Metals from the Ages #2: Bronze Age
After the Copper Age came the Bronze Age. Again, it was a “mix (of) history, geography, physics, geology, and chemistry”, explains Tomas Pueyo in his post. But we are getting ahead of ourselves. First mankind had to find tin and lead.
“Because
you can make them in a normal
fire pit!”
Lead melts at 327° C. A wood fire easily
reaches 600-800° C. If the ore of lead found itself in a pit fire, the lead got
separated.
“But
lead is not very useful because it’s heavy and way too soft. It couldn’t work
as a tool or as a hand-held weapon.”
The common ore of
lead, galena, has traces of silver. It is likely that humans began to smelt
galena for the silver and lead was just a byproduct.
~~
Tin has an even lower melting point of 232° C.
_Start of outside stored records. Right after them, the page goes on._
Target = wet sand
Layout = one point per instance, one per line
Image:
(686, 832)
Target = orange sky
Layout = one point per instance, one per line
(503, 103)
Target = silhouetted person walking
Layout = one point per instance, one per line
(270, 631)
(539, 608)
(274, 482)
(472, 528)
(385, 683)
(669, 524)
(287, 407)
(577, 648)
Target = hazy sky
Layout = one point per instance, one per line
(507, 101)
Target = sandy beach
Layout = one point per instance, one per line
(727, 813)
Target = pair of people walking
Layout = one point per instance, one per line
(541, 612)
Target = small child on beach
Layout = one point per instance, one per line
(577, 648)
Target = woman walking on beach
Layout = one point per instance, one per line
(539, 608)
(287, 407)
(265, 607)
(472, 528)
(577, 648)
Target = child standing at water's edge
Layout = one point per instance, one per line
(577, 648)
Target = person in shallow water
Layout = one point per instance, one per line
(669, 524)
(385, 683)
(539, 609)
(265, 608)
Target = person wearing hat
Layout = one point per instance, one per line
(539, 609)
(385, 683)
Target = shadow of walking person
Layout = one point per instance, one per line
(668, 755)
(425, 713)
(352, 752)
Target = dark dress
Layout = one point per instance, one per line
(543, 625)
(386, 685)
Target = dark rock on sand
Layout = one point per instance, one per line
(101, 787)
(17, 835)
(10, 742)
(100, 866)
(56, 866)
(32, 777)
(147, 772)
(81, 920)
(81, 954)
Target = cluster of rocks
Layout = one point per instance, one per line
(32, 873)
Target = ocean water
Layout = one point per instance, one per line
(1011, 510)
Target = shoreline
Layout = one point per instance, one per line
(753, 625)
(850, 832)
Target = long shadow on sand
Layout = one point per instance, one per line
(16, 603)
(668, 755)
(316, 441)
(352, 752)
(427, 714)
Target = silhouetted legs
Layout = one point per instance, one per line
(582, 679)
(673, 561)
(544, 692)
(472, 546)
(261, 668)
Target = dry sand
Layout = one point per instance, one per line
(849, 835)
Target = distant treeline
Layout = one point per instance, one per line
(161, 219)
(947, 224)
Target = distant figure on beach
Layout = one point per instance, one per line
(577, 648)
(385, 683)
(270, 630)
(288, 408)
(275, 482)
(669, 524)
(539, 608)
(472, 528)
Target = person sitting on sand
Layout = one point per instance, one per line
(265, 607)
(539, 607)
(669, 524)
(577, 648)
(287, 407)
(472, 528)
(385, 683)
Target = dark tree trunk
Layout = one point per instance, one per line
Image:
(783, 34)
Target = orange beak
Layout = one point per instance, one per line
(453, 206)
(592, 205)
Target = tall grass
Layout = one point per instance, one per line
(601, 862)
But it is brittle and rare, hardly a candidate for a useful metal. But in many
copper mines, tin is also present. And copper, if you remember from the earlier
blog, needed very high temperatures to separate.
“Both
metals (copper and tin) would go into kilns at the same time, forming bronze by
accident. And bronze is very useful.”
How/why is bronze
more useful than copper? (1) It is stronger and harder, enabling
better tools and weapons. (2) It melts at temperatures achievable
by those old human kilns, and the fluid metal could then be cast into different
shapes. (3) Oxidized bronze protects the metal under it, unlike
copper oxide which is flaky, falls off and so the copper continuously corrodes.
(4) Bronze can bounce back into shape, so it began to be used for
making axles, hinges and nails.
All of this meant
bronze tools lasted longer, could be used to clear more forests for
agriculture. Plus, those tools could cut wood like nothing before, allowing for
the construction of boats and ships larger than ever before. Humans could
expand their footprint with the improvements in transportation tech. And trade.
It made for better swords and armours and thus facilitated greater
militarization. All the pre-requisites for the age of empires were created
thanks to bronze.
Funnily, as the
importance of bronze grew, the need for that unimportant-in-itself metal, tin,
also grew (to make bronze):
“The
scarcity of tin drove trade.”
But why trade if
you can conquer the mines? And so bronze triggered both trade and wars. All of
which is why it is called the Bronze Age.
On a side-note, the fact that bronze set off both trade and war is similar to how rare earths triggered trade and now friction. As Mark Twain famously said, history doesn’t always repeat, but it sure rhymes.